I wasn't in band in high school, but I was what you might call band adjacent. Most of my friends were in band (the vast majority of them clarinet players, the reason for which remains unclear to me, the clarinet not exactly being the sexiest instrument in the band, or even the wind section for that matter). I was a motivated but only marginally talented violin player for six years, the quintessential first chair of the second violin section. And despite an awkward stage presence and a tendency to forget lyrics to solos, I was in as many choirs as they'd let me join.
If you were a music nerd in high school, if the remnants of the experience led you to watch Glee until it collapsed under its own weirdness in about season three, if you can't quite bring yourself to sell that old trumpet to your friend's nephew even though its major activity for the past ten years has been to cultivate a layer of dust in the closet, then reading Kate Racculia's Bellweather Rhapsody will feel like coming home.

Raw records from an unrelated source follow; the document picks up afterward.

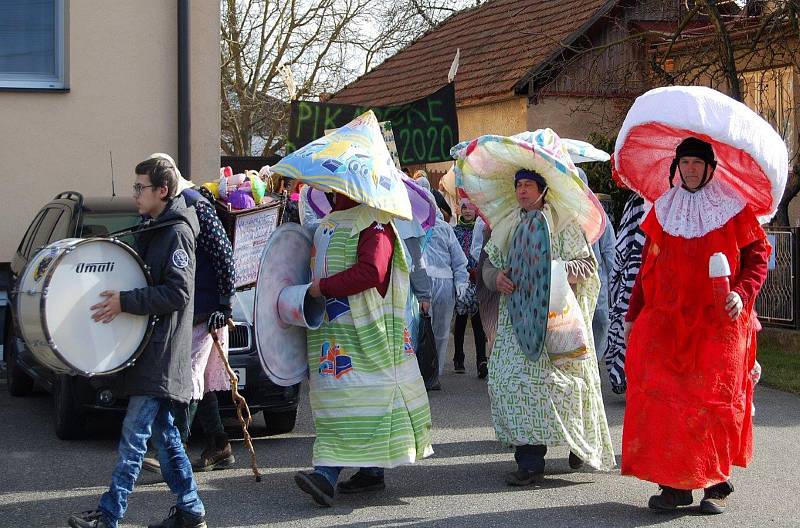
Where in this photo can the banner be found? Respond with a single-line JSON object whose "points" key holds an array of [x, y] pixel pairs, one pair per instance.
{"points": [[424, 130]]}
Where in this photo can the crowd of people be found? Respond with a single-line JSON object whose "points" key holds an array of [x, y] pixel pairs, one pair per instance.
{"points": [[530, 259]]}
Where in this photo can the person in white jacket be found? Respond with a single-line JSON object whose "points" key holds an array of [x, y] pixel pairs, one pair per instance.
{"points": [[446, 265]]}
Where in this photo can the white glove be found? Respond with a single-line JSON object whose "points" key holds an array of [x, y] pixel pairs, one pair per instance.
{"points": [[755, 374], [461, 290]]}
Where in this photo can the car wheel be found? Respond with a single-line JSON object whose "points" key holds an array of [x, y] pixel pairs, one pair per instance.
{"points": [[280, 422], [19, 383], [70, 421]]}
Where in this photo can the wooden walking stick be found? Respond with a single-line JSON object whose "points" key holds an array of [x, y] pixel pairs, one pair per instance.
{"points": [[242, 410]]}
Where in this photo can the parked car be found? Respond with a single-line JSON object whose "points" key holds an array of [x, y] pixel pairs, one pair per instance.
{"points": [[77, 399]]}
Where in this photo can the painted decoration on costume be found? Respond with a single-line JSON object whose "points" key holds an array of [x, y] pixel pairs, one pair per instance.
{"points": [[423, 209], [353, 161], [333, 361], [529, 263], [751, 156]]}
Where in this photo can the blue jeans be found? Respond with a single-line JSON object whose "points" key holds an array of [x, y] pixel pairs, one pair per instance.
{"points": [[145, 416], [331, 473]]}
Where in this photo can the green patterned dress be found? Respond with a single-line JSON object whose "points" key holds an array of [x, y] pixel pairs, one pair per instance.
{"points": [[537, 403], [367, 396]]}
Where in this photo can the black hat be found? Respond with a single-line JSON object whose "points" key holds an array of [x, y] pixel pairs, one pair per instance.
{"points": [[698, 148]]}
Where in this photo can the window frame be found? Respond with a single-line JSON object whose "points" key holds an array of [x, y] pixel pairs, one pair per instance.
{"points": [[60, 81]]}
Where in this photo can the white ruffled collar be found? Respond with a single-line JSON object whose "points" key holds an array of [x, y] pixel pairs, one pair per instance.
{"points": [[691, 215]]}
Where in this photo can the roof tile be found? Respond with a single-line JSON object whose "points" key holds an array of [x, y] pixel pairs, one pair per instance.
{"points": [[500, 41]]}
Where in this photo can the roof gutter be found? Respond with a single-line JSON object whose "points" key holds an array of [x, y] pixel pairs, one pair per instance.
{"points": [[184, 92], [523, 83]]}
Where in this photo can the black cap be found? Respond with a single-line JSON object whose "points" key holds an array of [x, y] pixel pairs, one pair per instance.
{"points": [[698, 148]]}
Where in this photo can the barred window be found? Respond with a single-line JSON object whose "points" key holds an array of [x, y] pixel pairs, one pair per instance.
{"points": [[770, 92]]}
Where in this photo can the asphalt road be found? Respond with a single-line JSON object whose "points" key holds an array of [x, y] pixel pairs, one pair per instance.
{"points": [[43, 479]]}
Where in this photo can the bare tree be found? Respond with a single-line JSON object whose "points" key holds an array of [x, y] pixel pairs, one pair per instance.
{"points": [[325, 43], [749, 50]]}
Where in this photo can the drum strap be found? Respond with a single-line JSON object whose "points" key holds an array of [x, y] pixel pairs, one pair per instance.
{"points": [[141, 228]]}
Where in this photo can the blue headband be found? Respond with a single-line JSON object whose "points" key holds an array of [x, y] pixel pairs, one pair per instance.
{"points": [[525, 174]]}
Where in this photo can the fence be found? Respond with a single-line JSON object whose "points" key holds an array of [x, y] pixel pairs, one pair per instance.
{"points": [[777, 304]]}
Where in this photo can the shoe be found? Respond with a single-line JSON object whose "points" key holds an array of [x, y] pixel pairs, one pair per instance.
{"points": [[523, 477], [670, 499], [575, 462], [216, 455], [715, 498], [361, 482], [88, 519], [152, 465], [315, 485], [180, 519]]}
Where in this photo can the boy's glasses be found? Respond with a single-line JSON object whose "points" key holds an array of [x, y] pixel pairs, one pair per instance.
{"points": [[138, 188]]}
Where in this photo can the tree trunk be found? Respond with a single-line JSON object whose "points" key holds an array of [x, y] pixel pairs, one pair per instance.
{"points": [[781, 218]]}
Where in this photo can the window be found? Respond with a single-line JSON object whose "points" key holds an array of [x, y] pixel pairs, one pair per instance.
{"points": [[771, 94], [33, 44]]}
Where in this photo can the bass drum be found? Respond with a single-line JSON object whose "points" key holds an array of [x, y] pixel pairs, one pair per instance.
{"points": [[56, 290]]}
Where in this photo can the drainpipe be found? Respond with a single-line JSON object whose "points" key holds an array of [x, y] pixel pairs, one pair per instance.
{"points": [[184, 92]]}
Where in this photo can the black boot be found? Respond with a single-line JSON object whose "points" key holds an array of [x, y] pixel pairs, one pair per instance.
{"points": [[88, 519], [670, 499], [181, 519], [361, 482], [315, 485], [715, 498]]}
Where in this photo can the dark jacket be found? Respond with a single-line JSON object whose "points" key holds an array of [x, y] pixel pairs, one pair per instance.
{"points": [[164, 368], [214, 273]]}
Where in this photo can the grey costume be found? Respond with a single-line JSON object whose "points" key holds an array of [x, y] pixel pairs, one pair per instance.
{"points": [[164, 368]]}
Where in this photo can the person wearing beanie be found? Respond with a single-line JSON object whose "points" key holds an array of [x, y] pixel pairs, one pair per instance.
{"points": [[214, 292], [688, 416]]}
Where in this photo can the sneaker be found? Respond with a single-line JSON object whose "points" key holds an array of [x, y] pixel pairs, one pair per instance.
{"points": [[180, 519], [361, 482], [575, 462], [715, 498], [523, 477], [216, 455], [88, 519], [315, 485], [670, 499]]}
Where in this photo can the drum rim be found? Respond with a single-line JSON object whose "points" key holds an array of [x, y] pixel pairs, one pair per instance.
{"points": [[151, 319], [277, 379]]}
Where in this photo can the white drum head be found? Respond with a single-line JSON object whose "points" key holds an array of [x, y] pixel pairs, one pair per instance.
{"points": [[81, 274], [284, 262]]}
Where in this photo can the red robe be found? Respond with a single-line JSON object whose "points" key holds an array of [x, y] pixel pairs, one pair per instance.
{"points": [[688, 414]]}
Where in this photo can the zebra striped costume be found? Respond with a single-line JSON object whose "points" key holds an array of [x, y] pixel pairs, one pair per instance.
{"points": [[627, 261]]}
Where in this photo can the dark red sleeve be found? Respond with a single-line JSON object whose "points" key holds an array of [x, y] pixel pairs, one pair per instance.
{"points": [[754, 268], [636, 302], [372, 267]]}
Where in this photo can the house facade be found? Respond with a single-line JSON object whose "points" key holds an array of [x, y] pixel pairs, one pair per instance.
{"points": [[84, 83], [576, 66]]}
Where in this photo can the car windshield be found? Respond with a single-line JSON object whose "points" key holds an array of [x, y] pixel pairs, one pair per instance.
{"points": [[101, 224]]}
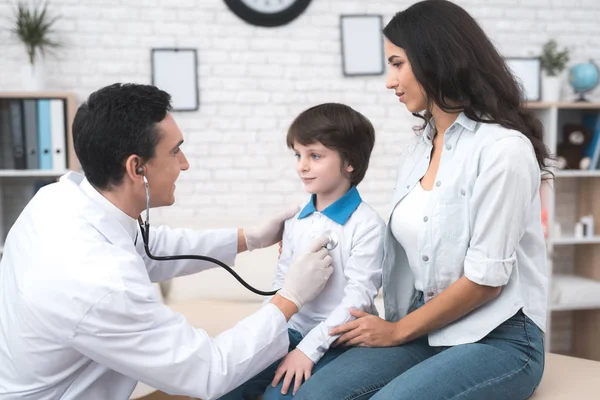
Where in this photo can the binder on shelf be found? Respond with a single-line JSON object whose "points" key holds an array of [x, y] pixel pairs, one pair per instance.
{"points": [[44, 134], [58, 134], [31, 133], [6, 157], [17, 134]]}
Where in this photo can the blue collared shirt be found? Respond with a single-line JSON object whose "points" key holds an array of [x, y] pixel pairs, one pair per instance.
{"points": [[483, 222], [356, 261], [340, 211]]}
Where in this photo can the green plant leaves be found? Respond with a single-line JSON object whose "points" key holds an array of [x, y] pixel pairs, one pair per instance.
{"points": [[34, 27]]}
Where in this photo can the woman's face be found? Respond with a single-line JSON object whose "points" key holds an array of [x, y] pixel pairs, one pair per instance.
{"points": [[402, 80]]}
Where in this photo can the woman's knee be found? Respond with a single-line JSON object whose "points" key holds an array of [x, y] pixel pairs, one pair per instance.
{"points": [[274, 393]]}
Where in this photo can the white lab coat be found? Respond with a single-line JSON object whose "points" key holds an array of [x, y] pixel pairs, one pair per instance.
{"points": [[80, 318]]}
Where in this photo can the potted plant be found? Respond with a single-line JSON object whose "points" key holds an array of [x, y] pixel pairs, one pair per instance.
{"points": [[33, 26], [553, 62]]}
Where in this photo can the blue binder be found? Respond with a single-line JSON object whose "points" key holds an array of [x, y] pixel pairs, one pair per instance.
{"points": [[44, 134]]}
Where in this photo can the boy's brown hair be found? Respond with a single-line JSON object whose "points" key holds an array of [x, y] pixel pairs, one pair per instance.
{"points": [[340, 128]]}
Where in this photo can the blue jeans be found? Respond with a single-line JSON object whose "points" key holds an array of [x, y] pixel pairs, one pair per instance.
{"points": [[261, 383], [506, 364]]}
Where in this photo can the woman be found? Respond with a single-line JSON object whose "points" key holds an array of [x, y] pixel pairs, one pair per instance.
{"points": [[465, 266]]}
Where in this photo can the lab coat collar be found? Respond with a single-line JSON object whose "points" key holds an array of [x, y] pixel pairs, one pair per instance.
{"points": [[340, 211], [109, 212]]}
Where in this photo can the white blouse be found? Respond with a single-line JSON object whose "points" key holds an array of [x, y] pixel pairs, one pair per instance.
{"points": [[407, 224]]}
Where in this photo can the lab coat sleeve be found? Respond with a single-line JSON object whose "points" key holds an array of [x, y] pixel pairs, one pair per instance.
{"points": [[131, 332], [164, 241], [363, 275]]}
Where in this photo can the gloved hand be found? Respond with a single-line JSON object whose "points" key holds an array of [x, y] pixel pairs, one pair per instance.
{"points": [[270, 231], [308, 274]]}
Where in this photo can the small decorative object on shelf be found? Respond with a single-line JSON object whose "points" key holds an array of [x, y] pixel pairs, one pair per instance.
{"points": [[584, 78], [33, 26], [587, 223], [572, 151], [553, 63]]}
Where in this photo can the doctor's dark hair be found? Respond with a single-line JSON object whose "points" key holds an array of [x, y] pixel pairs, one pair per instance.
{"points": [[340, 128], [115, 122], [460, 69]]}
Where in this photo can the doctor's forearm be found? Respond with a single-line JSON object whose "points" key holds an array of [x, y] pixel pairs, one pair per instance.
{"points": [[242, 246], [459, 299]]}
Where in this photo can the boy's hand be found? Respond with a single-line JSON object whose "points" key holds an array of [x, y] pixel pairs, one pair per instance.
{"points": [[295, 364]]}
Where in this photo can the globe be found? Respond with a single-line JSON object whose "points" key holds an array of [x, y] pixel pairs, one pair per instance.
{"points": [[583, 78]]}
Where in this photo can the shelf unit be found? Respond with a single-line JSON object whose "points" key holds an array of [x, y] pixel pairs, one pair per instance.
{"points": [[573, 326], [8, 177]]}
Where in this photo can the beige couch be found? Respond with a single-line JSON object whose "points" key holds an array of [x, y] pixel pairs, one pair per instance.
{"points": [[214, 301]]}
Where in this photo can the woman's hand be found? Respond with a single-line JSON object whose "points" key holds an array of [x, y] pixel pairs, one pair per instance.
{"points": [[366, 331], [297, 364]]}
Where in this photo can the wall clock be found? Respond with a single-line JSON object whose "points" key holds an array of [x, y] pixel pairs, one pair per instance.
{"points": [[267, 12]]}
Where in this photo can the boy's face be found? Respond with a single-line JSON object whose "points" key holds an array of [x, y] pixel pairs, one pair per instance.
{"points": [[322, 170]]}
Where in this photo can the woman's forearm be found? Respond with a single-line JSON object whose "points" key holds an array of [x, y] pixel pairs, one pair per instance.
{"points": [[460, 298]]}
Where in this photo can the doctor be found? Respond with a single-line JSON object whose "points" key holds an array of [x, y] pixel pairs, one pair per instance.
{"points": [[79, 316]]}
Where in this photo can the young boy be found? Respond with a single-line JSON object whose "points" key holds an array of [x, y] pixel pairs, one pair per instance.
{"points": [[332, 144]]}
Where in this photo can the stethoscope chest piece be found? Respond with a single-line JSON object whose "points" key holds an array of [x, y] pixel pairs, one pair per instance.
{"points": [[333, 240]]}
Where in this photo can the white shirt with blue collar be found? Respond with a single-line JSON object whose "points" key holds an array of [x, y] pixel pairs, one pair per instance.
{"points": [[356, 261], [482, 220]]}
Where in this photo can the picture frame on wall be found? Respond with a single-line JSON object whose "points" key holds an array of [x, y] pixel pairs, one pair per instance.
{"points": [[175, 71], [362, 44], [528, 71]]}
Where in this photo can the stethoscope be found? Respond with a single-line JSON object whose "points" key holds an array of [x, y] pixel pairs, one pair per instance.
{"points": [[145, 229]]}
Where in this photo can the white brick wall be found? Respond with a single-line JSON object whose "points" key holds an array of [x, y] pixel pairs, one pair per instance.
{"points": [[254, 81]]}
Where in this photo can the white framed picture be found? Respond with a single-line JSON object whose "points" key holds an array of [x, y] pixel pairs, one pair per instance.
{"points": [[528, 71], [362, 45], [175, 72]]}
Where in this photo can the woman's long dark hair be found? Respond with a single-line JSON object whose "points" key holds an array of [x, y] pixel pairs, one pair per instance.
{"points": [[461, 70]]}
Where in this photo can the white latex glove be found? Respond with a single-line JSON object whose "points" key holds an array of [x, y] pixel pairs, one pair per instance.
{"points": [[270, 231], [308, 274]]}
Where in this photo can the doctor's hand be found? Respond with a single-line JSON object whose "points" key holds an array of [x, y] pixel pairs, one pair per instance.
{"points": [[365, 331], [295, 364], [308, 274], [270, 231]]}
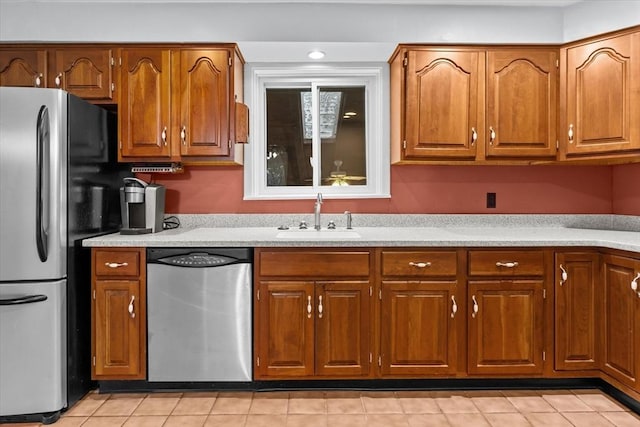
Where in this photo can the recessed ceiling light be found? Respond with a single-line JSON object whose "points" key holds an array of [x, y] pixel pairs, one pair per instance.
{"points": [[316, 54]]}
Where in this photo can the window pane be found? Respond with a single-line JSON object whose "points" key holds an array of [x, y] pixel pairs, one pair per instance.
{"points": [[342, 126], [287, 153], [343, 152]]}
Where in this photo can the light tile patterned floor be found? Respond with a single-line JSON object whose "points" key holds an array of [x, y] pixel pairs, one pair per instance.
{"points": [[546, 408]]}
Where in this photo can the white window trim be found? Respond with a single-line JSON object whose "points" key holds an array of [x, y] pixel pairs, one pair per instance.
{"points": [[376, 78]]}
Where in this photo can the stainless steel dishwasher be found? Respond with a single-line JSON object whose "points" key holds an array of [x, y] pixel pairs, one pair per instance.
{"points": [[199, 314]]}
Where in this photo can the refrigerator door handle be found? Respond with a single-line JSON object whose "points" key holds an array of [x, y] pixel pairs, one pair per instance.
{"points": [[42, 180], [28, 299]]}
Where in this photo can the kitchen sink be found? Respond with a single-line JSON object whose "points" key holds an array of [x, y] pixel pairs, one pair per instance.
{"points": [[312, 234]]}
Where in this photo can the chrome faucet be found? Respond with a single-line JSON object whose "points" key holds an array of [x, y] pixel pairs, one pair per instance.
{"points": [[348, 215], [317, 212]]}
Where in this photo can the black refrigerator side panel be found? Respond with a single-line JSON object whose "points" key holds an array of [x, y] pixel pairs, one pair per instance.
{"points": [[95, 178]]}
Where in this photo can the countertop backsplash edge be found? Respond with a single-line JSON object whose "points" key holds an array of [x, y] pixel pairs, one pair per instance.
{"points": [[587, 221]]}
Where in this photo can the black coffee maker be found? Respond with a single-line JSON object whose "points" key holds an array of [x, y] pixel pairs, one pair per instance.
{"points": [[142, 206]]}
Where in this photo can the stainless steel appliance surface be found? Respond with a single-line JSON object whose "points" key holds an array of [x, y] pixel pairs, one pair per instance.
{"points": [[199, 314], [59, 181]]}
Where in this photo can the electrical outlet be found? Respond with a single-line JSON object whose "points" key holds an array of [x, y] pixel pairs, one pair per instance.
{"points": [[491, 200]]}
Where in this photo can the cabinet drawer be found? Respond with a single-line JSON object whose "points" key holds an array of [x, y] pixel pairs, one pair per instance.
{"points": [[110, 262], [314, 264], [419, 263], [506, 263]]}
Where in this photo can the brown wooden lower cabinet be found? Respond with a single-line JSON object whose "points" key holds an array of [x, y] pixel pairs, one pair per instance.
{"points": [[308, 328], [119, 314], [505, 327], [621, 346], [578, 298], [418, 328]]}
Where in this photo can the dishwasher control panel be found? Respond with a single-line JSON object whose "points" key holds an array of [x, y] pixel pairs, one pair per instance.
{"points": [[198, 259]]}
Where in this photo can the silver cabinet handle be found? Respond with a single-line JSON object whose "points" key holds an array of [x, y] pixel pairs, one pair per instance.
{"points": [[564, 275], [510, 264], [132, 313], [476, 308], [570, 133], [163, 135], [183, 135], [116, 264], [419, 264], [634, 284]]}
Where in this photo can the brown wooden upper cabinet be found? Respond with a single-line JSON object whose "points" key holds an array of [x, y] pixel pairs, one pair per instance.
{"points": [[522, 87], [601, 96], [86, 72], [23, 67], [474, 104], [443, 113], [179, 104]]}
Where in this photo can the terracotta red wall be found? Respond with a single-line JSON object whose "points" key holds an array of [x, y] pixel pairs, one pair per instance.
{"points": [[626, 189], [425, 189]]}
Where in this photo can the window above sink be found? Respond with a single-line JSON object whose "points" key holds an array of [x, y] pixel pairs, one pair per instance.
{"points": [[318, 128]]}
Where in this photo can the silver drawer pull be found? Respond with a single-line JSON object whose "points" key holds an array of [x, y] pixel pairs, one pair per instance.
{"points": [[131, 312], [564, 275], [419, 264], [634, 284], [507, 264], [454, 306], [116, 264], [476, 308]]}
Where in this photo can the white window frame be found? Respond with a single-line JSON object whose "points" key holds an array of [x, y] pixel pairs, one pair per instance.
{"points": [[375, 79]]}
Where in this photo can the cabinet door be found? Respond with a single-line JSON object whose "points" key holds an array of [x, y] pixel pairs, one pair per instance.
{"points": [[342, 329], [85, 72], [418, 328], [23, 67], [144, 112], [505, 327], [603, 96], [444, 103], [285, 329], [621, 320], [521, 103], [204, 102], [577, 296], [118, 315]]}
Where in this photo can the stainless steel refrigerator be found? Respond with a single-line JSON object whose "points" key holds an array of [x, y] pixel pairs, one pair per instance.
{"points": [[59, 181]]}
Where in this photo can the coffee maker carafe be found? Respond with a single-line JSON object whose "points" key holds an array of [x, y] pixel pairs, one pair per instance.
{"points": [[142, 206]]}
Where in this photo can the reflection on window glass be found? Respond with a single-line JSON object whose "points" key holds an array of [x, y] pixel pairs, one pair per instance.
{"points": [[340, 118]]}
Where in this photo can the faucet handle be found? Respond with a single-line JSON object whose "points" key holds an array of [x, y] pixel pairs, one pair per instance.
{"points": [[348, 214]]}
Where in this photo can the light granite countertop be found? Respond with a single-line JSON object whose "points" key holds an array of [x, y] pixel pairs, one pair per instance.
{"points": [[443, 231]]}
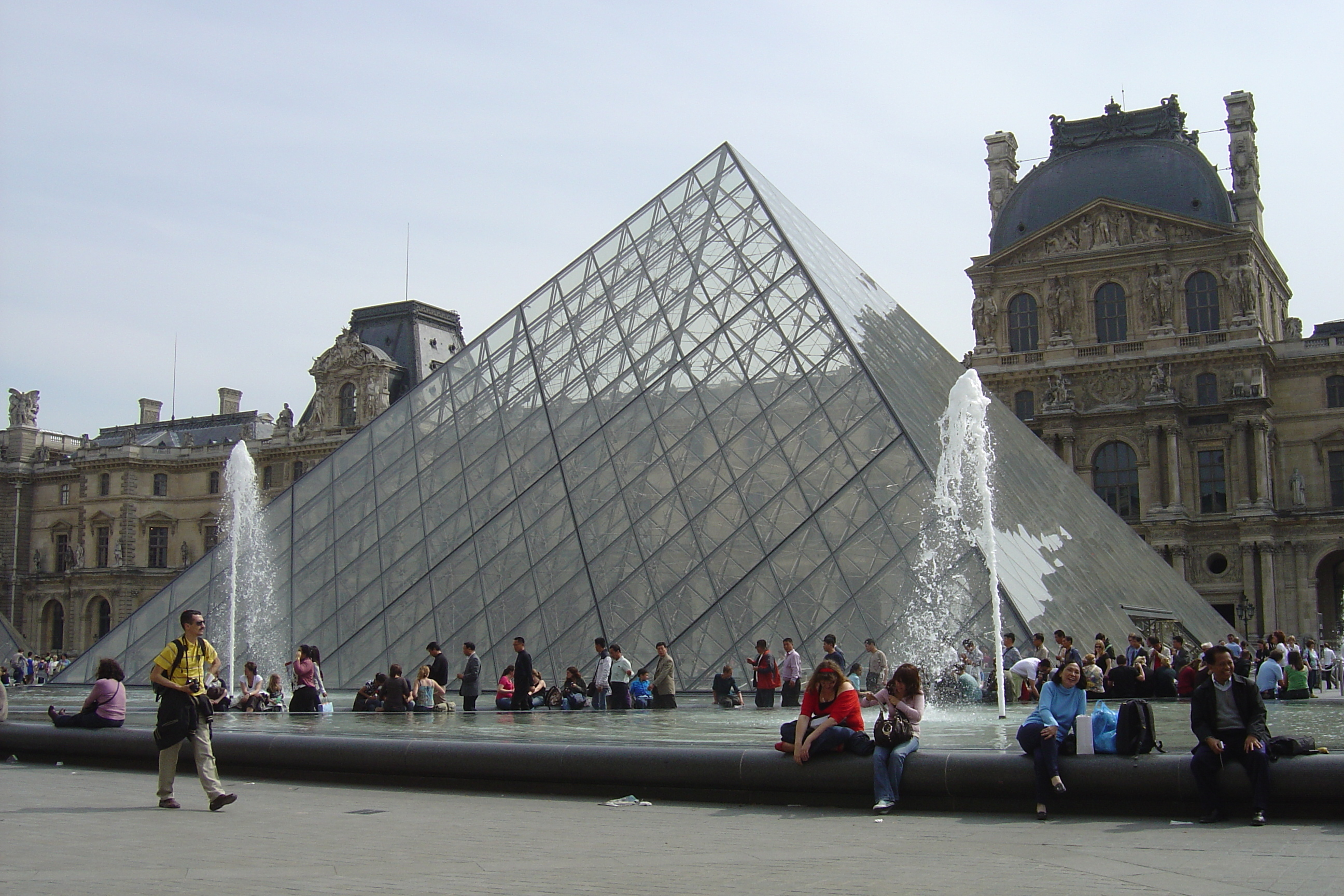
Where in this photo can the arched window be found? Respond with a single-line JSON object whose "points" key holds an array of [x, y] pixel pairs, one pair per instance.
{"points": [[1116, 479], [1202, 303], [348, 405], [1335, 391], [104, 617], [1025, 405], [1112, 316], [1206, 389], [1023, 331]]}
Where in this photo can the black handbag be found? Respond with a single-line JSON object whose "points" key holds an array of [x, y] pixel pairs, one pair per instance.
{"points": [[891, 731]]}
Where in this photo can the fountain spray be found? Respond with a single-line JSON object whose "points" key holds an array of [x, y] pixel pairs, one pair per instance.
{"points": [[963, 488]]}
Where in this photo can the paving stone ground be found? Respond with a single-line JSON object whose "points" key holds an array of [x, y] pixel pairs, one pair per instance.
{"points": [[90, 831]]}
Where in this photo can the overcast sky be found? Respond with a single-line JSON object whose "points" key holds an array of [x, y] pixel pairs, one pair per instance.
{"points": [[241, 175]]}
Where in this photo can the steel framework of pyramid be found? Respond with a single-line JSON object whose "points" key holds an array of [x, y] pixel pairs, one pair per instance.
{"points": [[711, 428]]}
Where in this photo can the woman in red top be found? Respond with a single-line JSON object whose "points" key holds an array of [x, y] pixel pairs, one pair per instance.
{"points": [[828, 719]]}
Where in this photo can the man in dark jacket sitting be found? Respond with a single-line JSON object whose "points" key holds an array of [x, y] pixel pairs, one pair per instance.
{"points": [[1227, 715]]}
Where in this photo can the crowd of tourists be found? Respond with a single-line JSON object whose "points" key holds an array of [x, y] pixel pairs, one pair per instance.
{"points": [[1226, 684], [24, 669]]}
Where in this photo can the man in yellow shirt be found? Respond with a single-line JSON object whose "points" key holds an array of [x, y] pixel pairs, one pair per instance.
{"points": [[179, 672]]}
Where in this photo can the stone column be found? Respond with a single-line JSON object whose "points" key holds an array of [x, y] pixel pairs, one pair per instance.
{"points": [[1002, 160], [1181, 556], [1175, 504], [1273, 615], [1245, 159], [1264, 488]]}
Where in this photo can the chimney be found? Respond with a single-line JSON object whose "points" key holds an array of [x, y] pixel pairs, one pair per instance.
{"points": [[1003, 170], [150, 410], [1241, 136], [230, 401]]}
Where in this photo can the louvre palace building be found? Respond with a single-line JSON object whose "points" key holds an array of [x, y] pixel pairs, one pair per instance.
{"points": [[105, 522], [1132, 313]]}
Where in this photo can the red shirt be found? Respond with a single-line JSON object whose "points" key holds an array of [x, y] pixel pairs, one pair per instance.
{"points": [[845, 708]]}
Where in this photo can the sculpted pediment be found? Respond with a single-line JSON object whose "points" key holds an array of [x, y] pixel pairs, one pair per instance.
{"points": [[1104, 225], [348, 354]]}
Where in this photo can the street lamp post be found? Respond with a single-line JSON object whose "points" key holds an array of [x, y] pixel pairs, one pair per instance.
{"points": [[1245, 612]]}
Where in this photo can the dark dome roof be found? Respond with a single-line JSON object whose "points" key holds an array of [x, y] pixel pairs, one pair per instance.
{"points": [[1163, 175]]}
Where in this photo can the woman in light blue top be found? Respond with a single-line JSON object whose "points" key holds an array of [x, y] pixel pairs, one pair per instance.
{"points": [[1047, 726]]}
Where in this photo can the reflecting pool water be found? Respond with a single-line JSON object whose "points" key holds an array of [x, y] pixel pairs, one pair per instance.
{"points": [[698, 723]]}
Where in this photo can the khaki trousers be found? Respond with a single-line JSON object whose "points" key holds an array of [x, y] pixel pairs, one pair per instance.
{"points": [[205, 757]]}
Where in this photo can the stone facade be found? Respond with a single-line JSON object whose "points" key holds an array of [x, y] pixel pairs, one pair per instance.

It's November 1997, and the once-grand Bellweather Hotel in rural New York is readying itself for the annual onslaught of high school musicians and their teachers: it's time for the Statewide music festival. Among the talented participants are twins Alice and Rabbit Hatmaker. Alice will be singing in the choir and generally making herself the center of attention whenever possible. Rabbit (real name Bertram) plays bassoon and has landed the first-chair seat in the orchestra, though his mind is occupied with plans to use the weekend away to finally tell his sister he's gay. Chaperoning the twins is their young but already jaded teacher Mrs. Wilson, who has problems and distractions of her own.
Things fall apart almost immediately upon the Hatmakers' arrival at Statewide. Rabbit is publicly and personally challenged by the crotchety, possibly insane Scottish orchestra conductor. Alice sees a girl hang herself, but the body disappears before anyone else has seen it. No one believes Alice that something has gone horribly wrong, but when she finds out her room was the scene of a murder-suicide exactly fifteen years before, that's enough to convince her. Meanwhile Viola Fabian, the director of Statewide and a total sociopath, makes enemies of nearly everyone in the hotel, even the dodderingly charming concierge.
A little dark, a little wicked, and a lot nostalgic (for me, anyway), Bellweather Rhapsody perfectly captures the wackiness and warm-heartedness of musicians young and old. An absolute delight.